Reputation: 1712
I am trying to understand the JVM and HotSpot optimizers internals.
I tackle the problem of initializing object tree structures with an awful lot of nodes as fast as possible. Right now, for every tree structure given, we generate Java source code to initialize the tree as following. In the end, we have thousands of these classes.
public class TypeATreeNodeInitializer {
public TypeATreeNode initialize(){
return getTypeATree();
}
private TypeATreeNode getTypeATree() {
TypeATreeNode node = StaticTypeAFactory.create();
TypeBTreeNode child1 = getTypeBTreeNode1();
node.getChildren().add(child1);
TypeBTreeNode child2 = getTypeBTreeNode2();
node.getChildren().add(child2);
//... may be many more children
return node;
}
private TypeBTreeNode getTypeBTreeNode1() {
TypeBTreeNode node = StaticTypeBFactory.create();
TypeBTreeNode child1 = getTypeCTreeNode1();
node.getChildren().add(child1);
//store of value in variable first
String value1 = "Some value";
// assign value to node
node.setSomeValue(value1);
boolean value2 = false;
node.setSomeBooleanValue(value2);
return node;
}
private TypeBTreeNode getTypeCTreeNode1() {
// ...
return null;
}
private TypeBTreeNode getTypeBTreeNode2() {
// ...
return null;
}
//... many more child node getter / initializer
}
As you can see, the values to be assigned to the tree nodes are stored inside local variables first. Looking at the generated byte code, this results in:
A load of the variable from the constant pool to the stack // e.g. String “Some Value”

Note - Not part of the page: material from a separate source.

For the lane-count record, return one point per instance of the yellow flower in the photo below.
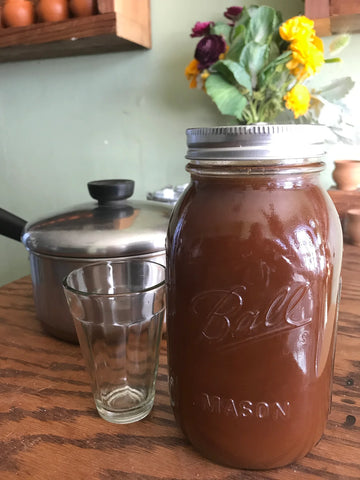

A store of the variable inside the local variables
A load from the method target onto the stack // e.g. TypeBTreeNode
A load of the variable from the local variables // “Some Value”
The invocation of the setter
Yet this could be written shorter by not storing into a local variable and directly passing the parameters. So, it becomes just:
pushing the method target onto the stack // e.g TypeBTreeNode
then loading the constant onto the stack // “Some Value”
then invoking the setter
I know that in other languages (e.g. C++) compiles are capable of such optimizations.
In Java, the HotSpot optimizer is responsible for such magic during runtime.
However, as far as I understand the docs, HotSpot only kicks in after the 500ths method call (client VM).
Questions:
Do I understand correctly: if I initialize every tree only once, but do that for a large number (let’s say 10.000) of generated TreeInitializers the first byte code sequence is executed for every TreeInitializer, as they are different classes with different methods and every method is called just once?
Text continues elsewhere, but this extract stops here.